Bu arada, kurumlardaki stajlarımız devam ediyordu. İşin ve yapılan mücadelenin zorluğunu anlamak bakımından bir anımı anlatmadan geçemeyeceğim.
Büyük heyecanla başladığım mesleki stajım devam ederken sıra İl Tarım Müdürlüğüne gelmişti. Destekleme Şube Müdürü’ nün odasında sohbet ederken, ben Müdür Beyden tarım ve hayvancılığı teşvik ile ilgili bir yönetmelik olup olmadığını, varsa bu yönetmelikten bir suret vermesini istedim. Malum ya, Erzincan
Stajımız hızlı başladı, aynı hızla devam etti ve biz o hızla kendimizi bir ilçenin Kaymakamı olarak bulduk. Vali Recep Yazıcıoğlundan çok şey öğrenmiştim. Onun büyük bir kurtarıcı olmadığını ancak, olağanüstü çalışan, cesur, iyi niyetli olduğunu, ülkesini ve insanını seven tam bir devlet adamı olarak hizmet ettiğini izleme fırsatı buldum.

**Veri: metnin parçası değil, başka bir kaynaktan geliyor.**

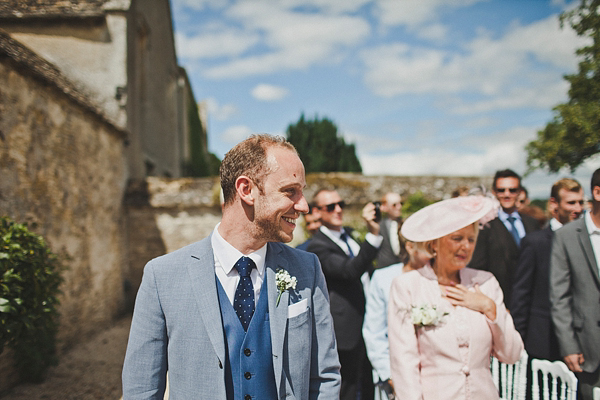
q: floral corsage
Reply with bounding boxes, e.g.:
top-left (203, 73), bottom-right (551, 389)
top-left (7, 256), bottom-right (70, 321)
top-left (410, 304), bottom-right (448, 327)
top-left (275, 268), bottom-right (298, 306)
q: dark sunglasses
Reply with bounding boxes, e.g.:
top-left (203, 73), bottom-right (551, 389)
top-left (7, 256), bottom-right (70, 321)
top-left (496, 188), bottom-right (519, 193)
top-left (315, 200), bottom-right (346, 212)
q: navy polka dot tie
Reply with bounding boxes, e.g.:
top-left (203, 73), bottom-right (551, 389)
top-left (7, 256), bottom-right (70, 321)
top-left (233, 257), bottom-right (256, 332)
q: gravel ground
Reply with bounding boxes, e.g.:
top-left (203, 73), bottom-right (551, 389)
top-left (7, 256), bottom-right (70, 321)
top-left (2, 316), bottom-right (131, 400)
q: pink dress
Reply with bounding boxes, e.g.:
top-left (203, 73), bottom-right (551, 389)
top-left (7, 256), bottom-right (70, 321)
top-left (388, 265), bottom-right (523, 400)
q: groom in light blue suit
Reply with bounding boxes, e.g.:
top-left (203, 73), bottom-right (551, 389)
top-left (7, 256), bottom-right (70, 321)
top-left (123, 135), bottom-right (340, 400)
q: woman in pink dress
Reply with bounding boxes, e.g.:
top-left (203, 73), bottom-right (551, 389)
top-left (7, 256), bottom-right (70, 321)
top-left (388, 196), bottom-right (523, 400)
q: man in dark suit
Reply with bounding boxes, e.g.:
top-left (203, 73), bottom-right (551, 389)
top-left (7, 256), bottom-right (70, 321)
top-left (377, 192), bottom-right (402, 268)
top-left (296, 204), bottom-right (321, 251)
top-left (550, 168), bottom-right (600, 400)
top-left (308, 190), bottom-right (383, 400)
top-left (469, 169), bottom-right (539, 309)
top-left (511, 178), bottom-right (583, 361)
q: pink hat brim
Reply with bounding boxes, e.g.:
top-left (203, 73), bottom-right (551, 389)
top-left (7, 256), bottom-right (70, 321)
top-left (400, 196), bottom-right (495, 242)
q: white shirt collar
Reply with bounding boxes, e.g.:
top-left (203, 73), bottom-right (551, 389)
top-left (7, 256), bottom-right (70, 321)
top-left (548, 218), bottom-right (562, 231)
top-left (498, 208), bottom-right (521, 221)
top-left (211, 223), bottom-right (267, 276)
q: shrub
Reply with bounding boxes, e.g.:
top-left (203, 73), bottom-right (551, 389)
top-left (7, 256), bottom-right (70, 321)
top-left (0, 217), bottom-right (62, 382)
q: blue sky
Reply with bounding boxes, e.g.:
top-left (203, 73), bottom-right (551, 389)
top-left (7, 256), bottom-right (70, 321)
top-left (171, 0), bottom-right (600, 197)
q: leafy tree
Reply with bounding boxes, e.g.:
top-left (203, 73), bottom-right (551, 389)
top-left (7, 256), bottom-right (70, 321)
top-left (402, 190), bottom-right (435, 218)
top-left (525, 0), bottom-right (600, 173)
top-left (0, 217), bottom-right (63, 382)
top-left (287, 114), bottom-right (362, 173)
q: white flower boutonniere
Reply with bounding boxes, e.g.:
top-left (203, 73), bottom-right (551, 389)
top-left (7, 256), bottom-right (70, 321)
top-left (410, 304), bottom-right (448, 327)
top-left (275, 268), bottom-right (298, 306)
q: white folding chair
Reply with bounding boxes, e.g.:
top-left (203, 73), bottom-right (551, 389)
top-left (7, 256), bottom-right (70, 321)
top-left (531, 358), bottom-right (577, 400)
top-left (491, 350), bottom-right (528, 400)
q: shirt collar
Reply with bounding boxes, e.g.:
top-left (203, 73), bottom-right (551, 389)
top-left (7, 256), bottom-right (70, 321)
top-left (548, 218), bottom-right (562, 231)
top-left (498, 208), bottom-right (521, 221)
top-left (211, 223), bottom-right (267, 276)
top-left (584, 211), bottom-right (600, 236)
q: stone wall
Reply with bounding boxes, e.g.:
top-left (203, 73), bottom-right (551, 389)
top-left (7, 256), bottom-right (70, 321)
top-left (125, 173), bottom-right (492, 307)
top-left (0, 40), bottom-right (127, 391)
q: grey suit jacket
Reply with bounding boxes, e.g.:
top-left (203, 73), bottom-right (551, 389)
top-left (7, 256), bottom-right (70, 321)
top-left (550, 218), bottom-right (600, 372)
top-left (123, 237), bottom-right (340, 400)
top-left (377, 218), bottom-right (401, 268)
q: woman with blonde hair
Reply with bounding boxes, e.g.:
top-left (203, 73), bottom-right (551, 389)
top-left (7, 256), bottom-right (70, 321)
top-left (388, 196), bottom-right (523, 400)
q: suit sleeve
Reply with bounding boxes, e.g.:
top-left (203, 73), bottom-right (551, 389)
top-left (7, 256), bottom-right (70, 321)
top-left (363, 270), bottom-right (391, 381)
top-left (308, 233), bottom-right (377, 280)
top-left (468, 227), bottom-right (490, 271)
top-left (122, 264), bottom-right (168, 400)
top-left (550, 228), bottom-right (581, 357)
top-left (388, 277), bottom-right (423, 400)
top-left (481, 277), bottom-right (524, 364)
top-left (309, 256), bottom-right (341, 400)
top-left (510, 236), bottom-right (536, 340)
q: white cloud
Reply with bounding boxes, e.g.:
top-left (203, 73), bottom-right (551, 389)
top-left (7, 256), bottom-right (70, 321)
top-left (205, 1), bottom-right (370, 78)
top-left (204, 97), bottom-right (238, 121)
top-left (219, 125), bottom-right (255, 144)
top-left (417, 24), bottom-right (448, 42)
top-left (361, 16), bottom-right (582, 113)
top-left (175, 29), bottom-right (259, 59)
top-left (172, 0), bottom-right (228, 11)
top-left (252, 83), bottom-right (290, 101)
top-left (359, 127), bottom-right (536, 176)
top-left (374, 0), bottom-right (487, 28)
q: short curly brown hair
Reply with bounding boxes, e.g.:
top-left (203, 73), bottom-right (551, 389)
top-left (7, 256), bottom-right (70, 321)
top-left (219, 134), bottom-right (298, 205)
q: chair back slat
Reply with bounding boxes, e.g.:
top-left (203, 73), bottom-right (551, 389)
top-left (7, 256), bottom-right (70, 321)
top-left (531, 358), bottom-right (577, 400)
top-left (490, 351), bottom-right (528, 400)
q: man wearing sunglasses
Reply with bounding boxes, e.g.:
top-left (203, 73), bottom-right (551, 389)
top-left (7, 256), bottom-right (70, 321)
top-left (377, 192), bottom-right (402, 268)
top-left (308, 190), bottom-right (383, 400)
top-left (469, 169), bottom-right (539, 309)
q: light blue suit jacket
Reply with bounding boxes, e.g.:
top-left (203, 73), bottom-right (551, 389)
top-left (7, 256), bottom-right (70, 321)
top-left (123, 237), bottom-right (340, 400)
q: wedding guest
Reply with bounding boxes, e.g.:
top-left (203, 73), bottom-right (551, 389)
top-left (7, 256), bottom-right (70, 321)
top-left (363, 225), bottom-right (431, 400)
top-left (388, 196), bottom-right (523, 400)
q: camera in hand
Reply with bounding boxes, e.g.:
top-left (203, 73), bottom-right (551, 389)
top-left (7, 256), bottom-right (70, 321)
top-left (373, 201), bottom-right (381, 222)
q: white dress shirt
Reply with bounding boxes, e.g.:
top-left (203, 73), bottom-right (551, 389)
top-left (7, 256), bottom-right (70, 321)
top-left (319, 225), bottom-right (383, 296)
top-left (498, 209), bottom-right (525, 239)
top-left (584, 211), bottom-right (600, 274)
top-left (549, 218), bottom-right (562, 232)
top-left (319, 225), bottom-right (383, 256)
top-left (212, 223), bottom-right (267, 305)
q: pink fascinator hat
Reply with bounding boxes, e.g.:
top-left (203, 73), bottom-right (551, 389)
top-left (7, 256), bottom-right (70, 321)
top-left (400, 196), bottom-right (498, 242)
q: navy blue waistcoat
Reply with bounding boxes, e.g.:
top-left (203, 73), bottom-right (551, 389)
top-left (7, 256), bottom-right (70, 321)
top-left (217, 279), bottom-right (277, 400)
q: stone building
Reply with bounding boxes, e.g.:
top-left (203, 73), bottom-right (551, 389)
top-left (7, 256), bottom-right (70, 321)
top-left (0, 0), bottom-right (208, 178)
top-left (0, 0), bottom-right (208, 393)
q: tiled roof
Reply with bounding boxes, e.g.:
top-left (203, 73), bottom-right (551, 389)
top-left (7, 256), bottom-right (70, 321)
top-left (0, 29), bottom-right (127, 139)
top-left (0, 0), bottom-right (108, 19)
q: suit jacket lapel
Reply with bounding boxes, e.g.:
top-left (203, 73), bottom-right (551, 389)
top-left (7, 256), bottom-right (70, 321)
top-left (490, 217), bottom-right (519, 251)
top-left (187, 236), bottom-right (225, 365)
top-left (577, 218), bottom-right (600, 284)
top-left (265, 243), bottom-right (290, 392)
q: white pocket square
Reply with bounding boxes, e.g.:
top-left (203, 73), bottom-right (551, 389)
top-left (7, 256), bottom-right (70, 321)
top-left (288, 299), bottom-right (308, 319)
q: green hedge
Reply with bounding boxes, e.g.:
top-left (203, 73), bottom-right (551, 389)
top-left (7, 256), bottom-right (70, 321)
top-left (0, 217), bottom-right (62, 382)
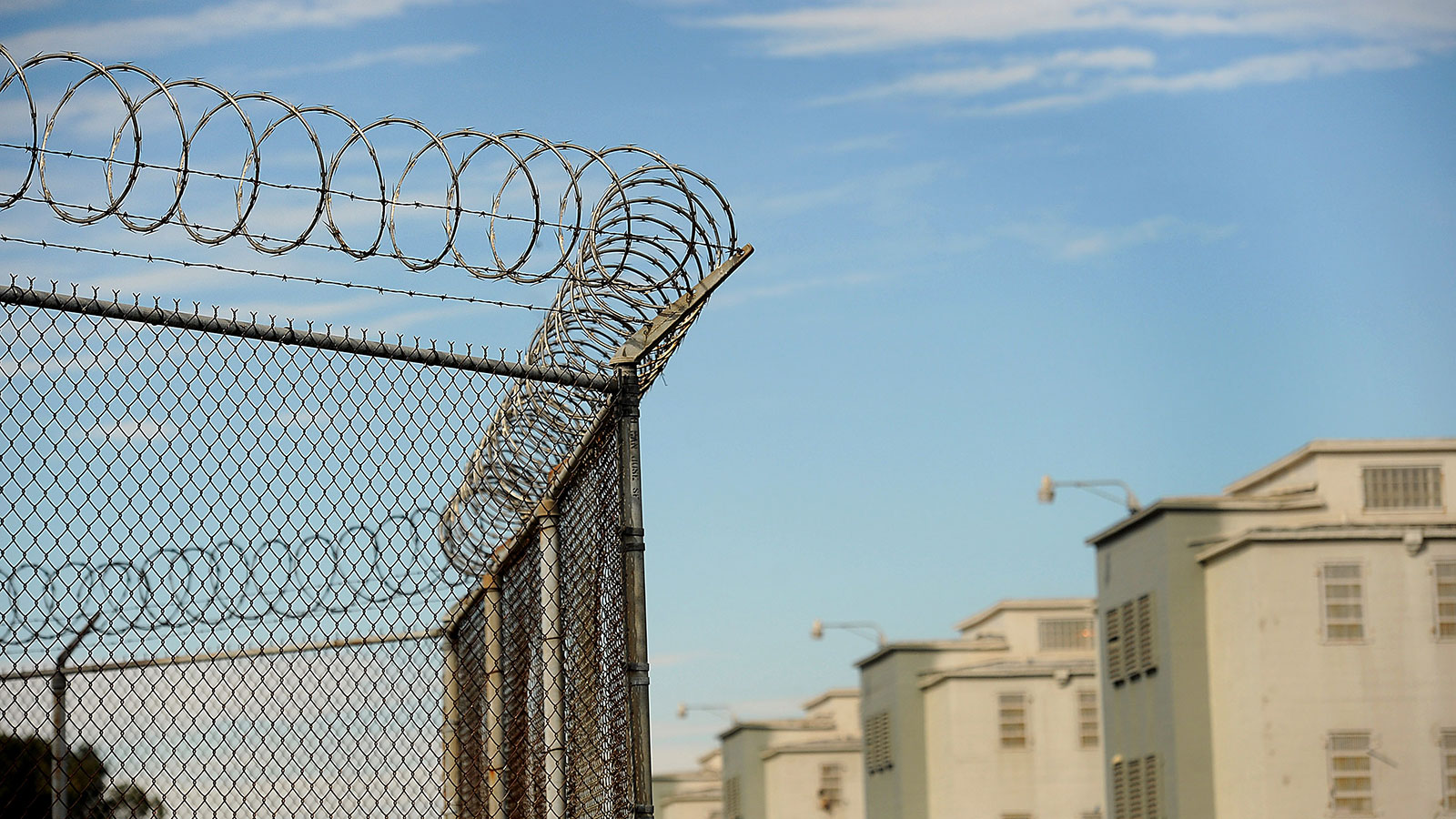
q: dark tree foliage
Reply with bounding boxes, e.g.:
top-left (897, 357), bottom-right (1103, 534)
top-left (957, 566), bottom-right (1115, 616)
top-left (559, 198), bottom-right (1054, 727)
top-left (0, 733), bottom-right (160, 819)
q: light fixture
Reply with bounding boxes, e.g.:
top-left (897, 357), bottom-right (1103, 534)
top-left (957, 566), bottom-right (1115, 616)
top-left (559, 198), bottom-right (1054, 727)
top-left (810, 620), bottom-right (885, 645)
top-left (1036, 475), bottom-right (1143, 514)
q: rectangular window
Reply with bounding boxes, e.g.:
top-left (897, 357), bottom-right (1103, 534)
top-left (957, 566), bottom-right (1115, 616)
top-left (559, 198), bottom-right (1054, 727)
top-left (1111, 753), bottom-right (1160, 819)
top-left (1436, 560), bottom-right (1456, 640)
top-left (1138, 594), bottom-right (1158, 674)
top-left (1441, 730), bottom-right (1456, 814)
top-left (1036, 616), bottom-right (1097, 652)
top-left (1127, 759), bottom-right (1145, 819)
top-left (1143, 753), bottom-right (1158, 819)
top-left (1320, 562), bottom-right (1364, 642)
top-left (864, 711), bottom-right (895, 774)
top-left (820, 763), bottom-right (844, 810)
top-left (1328, 733), bottom-right (1374, 816)
top-left (1077, 688), bottom-right (1097, 748)
top-left (1112, 763), bottom-right (1127, 819)
top-left (723, 777), bottom-right (743, 819)
top-left (1364, 466), bottom-right (1441, 509)
top-left (999, 693), bottom-right (1026, 751)
top-left (1102, 606), bottom-right (1127, 685)
top-left (1107, 593), bottom-right (1158, 686)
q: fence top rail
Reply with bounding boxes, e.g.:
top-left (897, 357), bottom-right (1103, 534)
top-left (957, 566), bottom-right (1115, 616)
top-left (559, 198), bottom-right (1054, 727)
top-left (0, 283), bottom-right (614, 392)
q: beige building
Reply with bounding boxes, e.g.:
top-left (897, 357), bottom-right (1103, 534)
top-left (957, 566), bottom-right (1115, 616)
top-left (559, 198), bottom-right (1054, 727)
top-left (719, 688), bottom-right (864, 819)
top-left (859, 599), bottom-right (1102, 819)
top-left (652, 748), bottom-right (723, 819)
top-left (1089, 439), bottom-right (1456, 819)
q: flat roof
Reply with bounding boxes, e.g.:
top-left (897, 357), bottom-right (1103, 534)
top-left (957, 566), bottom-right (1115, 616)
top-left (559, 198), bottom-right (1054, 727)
top-left (1223, 439), bottom-right (1456, 494)
top-left (956, 598), bottom-right (1095, 631)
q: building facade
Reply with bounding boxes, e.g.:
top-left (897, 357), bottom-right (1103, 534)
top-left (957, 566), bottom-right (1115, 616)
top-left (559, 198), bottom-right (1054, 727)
top-left (1089, 439), bottom-right (1456, 819)
top-left (719, 688), bottom-right (864, 819)
top-left (652, 748), bottom-right (723, 819)
top-left (859, 599), bottom-right (1102, 819)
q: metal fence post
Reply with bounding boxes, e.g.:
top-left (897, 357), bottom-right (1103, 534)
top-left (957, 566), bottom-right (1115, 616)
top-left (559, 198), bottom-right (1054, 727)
top-left (536, 499), bottom-right (566, 819)
top-left (616, 361), bottom-right (652, 819)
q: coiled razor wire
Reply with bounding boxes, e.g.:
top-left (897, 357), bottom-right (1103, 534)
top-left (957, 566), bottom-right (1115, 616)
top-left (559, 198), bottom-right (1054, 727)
top-left (0, 46), bottom-right (738, 572)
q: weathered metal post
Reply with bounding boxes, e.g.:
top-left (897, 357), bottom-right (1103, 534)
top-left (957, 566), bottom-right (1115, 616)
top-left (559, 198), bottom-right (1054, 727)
top-left (536, 499), bottom-right (566, 819)
top-left (616, 361), bottom-right (652, 819)
top-left (51, 611), bottom-right (100, 819)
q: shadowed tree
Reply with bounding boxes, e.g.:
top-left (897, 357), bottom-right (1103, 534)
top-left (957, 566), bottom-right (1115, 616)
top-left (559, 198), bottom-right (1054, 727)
top-left (0, 734), bottom-right (162, 819)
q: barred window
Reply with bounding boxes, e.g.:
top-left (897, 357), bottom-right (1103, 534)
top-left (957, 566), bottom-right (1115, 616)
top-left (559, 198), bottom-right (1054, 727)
top-left (1036, 616), bottom-right (1095, 652)
top-left (723, 777), bottom-right (743, 819)
top-left (1111, 753), bottom-right (1162, 819)
top-left (999, 691), bottom-right (1026, 751)
top-left (1105, 593), bottom-right (1158, 686)
top-left (1320, 562), bottom-right (1364, 642)
top-left (1436, 560), bottom-right (1456, 640)
top-left (1364, 466), bottom-right (1441, 509)
top-left (1441, 730), bottom-right (1456, 814)
top-left (1328, 733), bottom-right (1374, 816)
top-left (1077, 688), bottom-right (1097, 748)
top-left (1102, 606), bottom-right (1127, 685)
top-left (818, 763), bottom-right (844, 810)
top-left (864, 711), bottom-right (895, 774)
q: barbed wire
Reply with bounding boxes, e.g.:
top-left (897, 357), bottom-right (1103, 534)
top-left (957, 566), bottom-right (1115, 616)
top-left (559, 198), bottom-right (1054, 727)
top-left (0, 140), bottom-right (737, 255)
top-left (0, 46), bottom-right (738, 572)
top-left (0, 233), bottom-right (551, 313)
top-left (0, 507), bottom-right (469, 647)
top-left (0, 46), bottom-right (735, 283)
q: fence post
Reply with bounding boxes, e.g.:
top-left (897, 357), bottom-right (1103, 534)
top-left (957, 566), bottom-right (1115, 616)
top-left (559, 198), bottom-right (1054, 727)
top-left (616, 361), bottom-right (652, 819)
top-left (536, 499), bottom-right (566, 819)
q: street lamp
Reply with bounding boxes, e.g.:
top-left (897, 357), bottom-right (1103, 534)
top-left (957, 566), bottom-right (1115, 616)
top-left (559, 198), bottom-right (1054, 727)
top-left (1036, 475), bottom-right (1143, 514)
top-left (810, 620), bottom-right (885, 645)
top-left (677, 703), bottom-right (738, 723)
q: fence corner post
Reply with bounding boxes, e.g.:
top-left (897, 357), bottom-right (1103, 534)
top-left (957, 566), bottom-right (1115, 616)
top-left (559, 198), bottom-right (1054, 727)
top-left (616, 361), bottom-right (652, 819)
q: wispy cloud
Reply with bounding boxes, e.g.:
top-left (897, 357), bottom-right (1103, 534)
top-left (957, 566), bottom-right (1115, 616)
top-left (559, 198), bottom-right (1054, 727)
top-left (711, 0), bottom-right (1456, 114)
top-left (820, 48), bottom-right (1158, 104)
top-left (713, 0), bottom-right (1456, 56)
top-left (5, 0), bottom-right (450, 60)
top-left (995, 216), bottom-right (1236, 262)
top-left (968, 46), bottom-right (1422, 116)
top-left (253, 42), bottom-right (480, 80)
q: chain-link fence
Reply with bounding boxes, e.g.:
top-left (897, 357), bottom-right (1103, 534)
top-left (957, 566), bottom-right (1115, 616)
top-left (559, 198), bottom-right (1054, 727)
top-left (0, 287), bottom-right (646, 819)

Asil Kaymakam olarak atandığımda, odasından helalleşip ayrılırken makam kapısına kadar gelip orada durup “ doğru olanı yap, Allahtan başka hiçbir şeyden korkma!” dediğini hiç unutmuyorum. O’nu son kez Erzincan Valiliğinden merkeze alındığında uzun uzadıya dinleyebilmiştim. Giresun’ un Çamoluk Kaymakamı olarak, O’ nun veda yemeğine katılmıştım. Herkes onu öven konuşmalar yapıyor ve ülkemizde çalışan insanların cezalandırıldığını ve işte böyle merkeze alındığını anlatıyordu… Son konuşmacı olarak mikrofonu aldığında, beni ilk konuşmasından daha çok etkileyen şu konuşmayı yapıyordu. “ Değerli konuklar, sevgili Erzincanlılar… Bir Valinin merkeze alınması anormal değildir. Anormal olan bir Valinin bir ilde benim gibi dokuz yıl çalışmasıdır. Benim merkeze alınmam devletimizin normal bir uygulamasıdır. Ben on beş yıl Kaymakamlık, on beş yıl Valilik yaptım. Herkes benim kadar şanslı değil. Otuz yıldır bu sistemi eleştiriyorum. Bu sistem bana otuz yıl tahammül etmiştir. Otuz yıl bana tahammül eden bu sistem, belki de benim anlattığım kadar kötü değildir…”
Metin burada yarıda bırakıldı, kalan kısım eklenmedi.